Purwakarta, tanganrakyat.id – Dinas Komunikasi dan Informatika (Diskominfo) Kabupaten Purwakarta menuai protes keras dari kalangan jurnalis setelah menerapkan persyaratan kerjasama publikasi yang dinilai tidak masuk akal dan sengaja dipersulit.
Proses pendaftaran yang hanya dibuka selama tiga hari (14-16 Januari 2026) dengan sosialisasi minim tersebut dituding sebagai upaya menjegal media lokal maupun nasional, ditambah lagi dengan kewajiban status Pengusaha Kena Pajak (PKP) yang dianggap melanggar aturan perpajakan bagi perusahaan beromzet kecil.
Kecurigaan adanya “permainan internal” semakin menguat lantaran Diskominfo mewajibkan lampiran domisili kelurahan meski alamat sudah tertera di NIB, serta adanya indikasi pengistimewaan terhadap media tertentu di wilayah Jawa Barat saja.

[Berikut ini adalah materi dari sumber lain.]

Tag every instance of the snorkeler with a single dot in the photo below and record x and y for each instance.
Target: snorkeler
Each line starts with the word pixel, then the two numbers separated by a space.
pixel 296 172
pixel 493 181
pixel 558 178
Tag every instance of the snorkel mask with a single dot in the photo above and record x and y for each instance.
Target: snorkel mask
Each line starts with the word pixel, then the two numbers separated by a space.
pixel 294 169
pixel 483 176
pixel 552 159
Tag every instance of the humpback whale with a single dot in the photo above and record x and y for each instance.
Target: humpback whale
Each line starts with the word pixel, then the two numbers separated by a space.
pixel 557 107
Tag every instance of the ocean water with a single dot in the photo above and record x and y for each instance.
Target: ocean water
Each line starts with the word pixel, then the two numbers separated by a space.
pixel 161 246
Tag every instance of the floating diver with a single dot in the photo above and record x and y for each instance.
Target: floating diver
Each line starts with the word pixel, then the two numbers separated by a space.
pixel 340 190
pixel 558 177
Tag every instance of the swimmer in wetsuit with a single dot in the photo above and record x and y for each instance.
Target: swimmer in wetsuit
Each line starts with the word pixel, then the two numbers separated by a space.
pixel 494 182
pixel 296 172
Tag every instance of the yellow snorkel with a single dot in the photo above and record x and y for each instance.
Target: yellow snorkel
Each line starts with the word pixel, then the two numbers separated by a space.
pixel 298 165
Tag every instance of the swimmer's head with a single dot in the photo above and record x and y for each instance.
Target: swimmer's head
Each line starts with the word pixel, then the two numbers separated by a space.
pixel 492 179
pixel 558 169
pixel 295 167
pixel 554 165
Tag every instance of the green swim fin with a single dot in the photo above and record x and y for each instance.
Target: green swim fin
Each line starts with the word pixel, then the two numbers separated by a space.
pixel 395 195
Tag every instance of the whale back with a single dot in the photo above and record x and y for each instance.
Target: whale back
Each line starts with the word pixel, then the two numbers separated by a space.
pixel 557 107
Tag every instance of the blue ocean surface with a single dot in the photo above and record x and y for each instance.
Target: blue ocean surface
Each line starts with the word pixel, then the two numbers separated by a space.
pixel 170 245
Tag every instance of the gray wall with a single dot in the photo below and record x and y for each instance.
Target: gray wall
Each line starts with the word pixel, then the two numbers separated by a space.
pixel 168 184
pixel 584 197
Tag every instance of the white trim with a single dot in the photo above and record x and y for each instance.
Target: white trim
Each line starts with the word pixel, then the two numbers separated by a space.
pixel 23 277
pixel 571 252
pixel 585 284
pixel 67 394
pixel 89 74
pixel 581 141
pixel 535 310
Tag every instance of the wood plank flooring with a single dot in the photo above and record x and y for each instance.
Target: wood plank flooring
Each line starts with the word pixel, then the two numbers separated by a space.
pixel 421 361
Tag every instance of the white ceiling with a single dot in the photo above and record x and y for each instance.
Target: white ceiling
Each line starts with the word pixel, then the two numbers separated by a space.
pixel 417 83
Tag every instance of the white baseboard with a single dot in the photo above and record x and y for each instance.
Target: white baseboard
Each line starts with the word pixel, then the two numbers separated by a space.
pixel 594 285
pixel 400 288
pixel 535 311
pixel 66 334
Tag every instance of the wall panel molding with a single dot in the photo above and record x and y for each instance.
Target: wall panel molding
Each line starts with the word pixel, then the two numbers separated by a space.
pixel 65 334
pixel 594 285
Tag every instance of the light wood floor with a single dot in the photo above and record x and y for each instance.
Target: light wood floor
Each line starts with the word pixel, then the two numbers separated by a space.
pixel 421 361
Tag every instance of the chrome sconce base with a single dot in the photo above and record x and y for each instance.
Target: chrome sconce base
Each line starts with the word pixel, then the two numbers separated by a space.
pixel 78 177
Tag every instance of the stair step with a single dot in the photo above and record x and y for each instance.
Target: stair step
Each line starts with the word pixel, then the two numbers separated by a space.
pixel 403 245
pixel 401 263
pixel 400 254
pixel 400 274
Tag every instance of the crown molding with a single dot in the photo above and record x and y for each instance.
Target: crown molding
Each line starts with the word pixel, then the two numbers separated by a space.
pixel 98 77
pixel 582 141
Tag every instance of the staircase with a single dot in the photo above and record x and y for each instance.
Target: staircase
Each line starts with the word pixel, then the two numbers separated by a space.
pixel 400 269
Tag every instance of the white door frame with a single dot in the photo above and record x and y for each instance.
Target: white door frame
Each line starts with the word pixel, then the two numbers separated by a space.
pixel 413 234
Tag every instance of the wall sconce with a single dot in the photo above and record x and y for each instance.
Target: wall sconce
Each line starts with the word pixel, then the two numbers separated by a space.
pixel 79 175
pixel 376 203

Kondisi ini diperparah dengan sikap Kepala Diskominfo Purwakarta, Hendra Fadly (Uchok), yang sulit ditemui untuk dikonfirmasi.
Pengamat Kebijakan Publik, Agus M Yasin, menegaskan bahwa prosedur berbelit ini berpotensi melanggar UU Keterbukaan Informasi Publik dan merusak asas transparansi pemerintahan.
Agus menilai macetnya komunikasi dan birokrasi yang eksklusif di tubuh Diskominfo merupakan sinyal kegagalan kepemimpinan dalam membangun kemitraan yang sehat.
Baca juga:
Menurutnya, jika hambatan administratif ini terus dibiarkan tanpa alasan objektif, Diskominfo Purwakarta bukan lagi berfungsi sebagai fasilitator informasi, melainkan filter kepentingan birokrasi yang merugikan legitimasi pemerintah daerah di mata publik.